Aliens attack the Earth. A multinational team of space soldiers,
sent to the alien world, is captured.
In the alien P.O.W. camp, the soldiers are subjected to odd, alien
torture. Some of the soldiers give away military secrets.
After one of the soldiers dies, it's revealed that the aliens and
human military leaders are in cahoots. The whole P.O.W. experience
is actually an experiment, being conducted by the Earth's military,
with friendly alien cooperation. The experiment is terminated.
REVIEW...
Director John Erman's, NIGHTMARE, is an odd,
unsettling Sci-Fi tale.
Producer/Writer Joseph Stefano's Teleplay is an adult, psychological
study of men under stress. It seems to owe a lot to stories of Korean
P.O.W camp torture and brainwashing, which were still fresh in people's
minds in the early Sixties.
At one point, an Earth soldier has his voice taken away by an alien
device. A previously captured human military psychiatrist, who is
cooperating with the aliens, explains to the soldier, "The Ebonites
can control the senses, all five of them. They can give you back your
voice, any time they choose."
This episode has unusually strong acting, with Martin Sheen, Ed Nelson
("The Brain Eaters") and James Shigeta ("Die Hard")

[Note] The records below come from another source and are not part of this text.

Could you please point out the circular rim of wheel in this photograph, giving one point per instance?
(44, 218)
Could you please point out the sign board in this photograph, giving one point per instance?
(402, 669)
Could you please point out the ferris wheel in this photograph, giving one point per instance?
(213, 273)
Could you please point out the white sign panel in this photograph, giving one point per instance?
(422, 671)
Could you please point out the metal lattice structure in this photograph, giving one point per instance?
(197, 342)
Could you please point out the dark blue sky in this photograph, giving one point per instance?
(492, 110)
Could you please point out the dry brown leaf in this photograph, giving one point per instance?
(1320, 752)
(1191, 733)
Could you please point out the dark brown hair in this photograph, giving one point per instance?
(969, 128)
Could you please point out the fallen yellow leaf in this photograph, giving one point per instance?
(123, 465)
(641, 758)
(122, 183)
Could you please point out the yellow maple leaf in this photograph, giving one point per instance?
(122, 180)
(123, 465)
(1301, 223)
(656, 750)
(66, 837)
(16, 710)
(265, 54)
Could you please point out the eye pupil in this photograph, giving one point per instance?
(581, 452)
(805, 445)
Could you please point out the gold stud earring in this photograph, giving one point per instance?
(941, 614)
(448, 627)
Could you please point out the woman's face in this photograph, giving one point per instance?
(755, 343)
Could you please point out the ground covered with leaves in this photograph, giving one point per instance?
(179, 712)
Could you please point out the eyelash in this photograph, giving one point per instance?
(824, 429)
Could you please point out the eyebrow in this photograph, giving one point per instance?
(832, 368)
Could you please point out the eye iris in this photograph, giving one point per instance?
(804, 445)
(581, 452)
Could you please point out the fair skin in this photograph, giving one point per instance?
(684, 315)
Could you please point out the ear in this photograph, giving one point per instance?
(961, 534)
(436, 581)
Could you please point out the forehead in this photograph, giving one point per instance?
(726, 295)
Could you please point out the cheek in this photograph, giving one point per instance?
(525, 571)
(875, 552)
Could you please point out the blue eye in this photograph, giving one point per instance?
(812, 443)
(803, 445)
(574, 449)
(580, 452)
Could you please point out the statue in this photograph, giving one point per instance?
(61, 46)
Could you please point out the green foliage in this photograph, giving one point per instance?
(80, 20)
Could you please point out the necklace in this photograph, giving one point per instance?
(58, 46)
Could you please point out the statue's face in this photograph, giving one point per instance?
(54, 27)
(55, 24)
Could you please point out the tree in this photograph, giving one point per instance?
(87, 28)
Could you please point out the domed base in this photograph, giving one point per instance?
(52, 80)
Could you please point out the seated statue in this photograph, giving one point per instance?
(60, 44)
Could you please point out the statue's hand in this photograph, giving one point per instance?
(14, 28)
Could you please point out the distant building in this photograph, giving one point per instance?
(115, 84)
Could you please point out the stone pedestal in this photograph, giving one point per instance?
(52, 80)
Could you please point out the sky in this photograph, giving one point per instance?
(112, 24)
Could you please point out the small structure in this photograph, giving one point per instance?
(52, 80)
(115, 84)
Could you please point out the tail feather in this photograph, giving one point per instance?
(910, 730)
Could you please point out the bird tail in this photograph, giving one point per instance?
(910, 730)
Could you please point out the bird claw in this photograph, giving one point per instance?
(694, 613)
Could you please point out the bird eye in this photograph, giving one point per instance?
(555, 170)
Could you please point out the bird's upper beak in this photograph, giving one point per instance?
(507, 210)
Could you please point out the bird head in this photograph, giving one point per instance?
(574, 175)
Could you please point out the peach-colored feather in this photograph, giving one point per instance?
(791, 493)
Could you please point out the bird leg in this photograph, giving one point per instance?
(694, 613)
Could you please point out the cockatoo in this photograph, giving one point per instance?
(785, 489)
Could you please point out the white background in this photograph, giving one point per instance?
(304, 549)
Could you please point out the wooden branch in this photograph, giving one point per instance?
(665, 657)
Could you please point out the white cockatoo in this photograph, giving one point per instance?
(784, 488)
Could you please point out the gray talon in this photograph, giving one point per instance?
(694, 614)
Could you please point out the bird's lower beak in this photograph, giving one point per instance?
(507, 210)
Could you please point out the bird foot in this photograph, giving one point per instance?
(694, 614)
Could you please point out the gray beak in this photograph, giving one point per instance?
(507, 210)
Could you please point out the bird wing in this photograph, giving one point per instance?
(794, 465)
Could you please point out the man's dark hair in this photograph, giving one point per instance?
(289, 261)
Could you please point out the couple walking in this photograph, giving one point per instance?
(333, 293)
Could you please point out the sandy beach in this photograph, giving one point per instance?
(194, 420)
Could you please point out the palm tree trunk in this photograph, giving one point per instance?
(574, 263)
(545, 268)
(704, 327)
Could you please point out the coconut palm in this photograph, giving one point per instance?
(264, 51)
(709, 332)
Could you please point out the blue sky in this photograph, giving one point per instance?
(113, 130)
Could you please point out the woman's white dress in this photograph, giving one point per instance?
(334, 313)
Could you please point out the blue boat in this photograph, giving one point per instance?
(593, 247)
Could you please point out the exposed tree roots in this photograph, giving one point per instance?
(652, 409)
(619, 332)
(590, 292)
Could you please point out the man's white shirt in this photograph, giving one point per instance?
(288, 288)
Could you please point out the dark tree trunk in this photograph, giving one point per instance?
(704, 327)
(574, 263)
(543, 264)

delivering powerful portrayals of U.S. space soldiers. John Anderson
("Psycho") is also quite good as the chief alien interrogator.
This episode's aliens have large, sculpted/shaded heads that look
disturbingly, convincingly alien. Makeup supervisor, Fred B. Phillips,
appears to deserve the credit here.
The stark central set, courtesy of Art Director, Jack Poplin, and
Set Decorator, Chester Bayhi, is a mostly empty, semi-darkened stage,
with several stylized rock formations. While simple, the set forces
us to focus on the human drama and not the alien trappings.
My favorite scene has Sheen, under the influence of alien/mind control,
undergoing a hallucination in which he sees his mother who encourages
him to whisper secrets to her. The scene favorably brings to mind
the Sci-Fi/fantasy novelist, Ray Bradbury, and "The Martian Chronicles".
The music is tense and dramatic , increasing in intensity as the episode
proceeds. The taut score, entirely appropriate for a nightmare, was
composed by Dominic Frontiere.
Director of Photography, John M. Nickolaus, Jr., does creative work
here. Extremely effective is a vertigo inducing, overhead shot, looking
down at a human soldier and an alien, walking down a hall towards
a torture chamber.
NIGHTMARE should be fairly watchable for most Sci-Fi viewers. Martin
Sheen fans should get a kick out of seeing him in an a strong, early
career performance. NIGHTMARE is worth losing sleep over!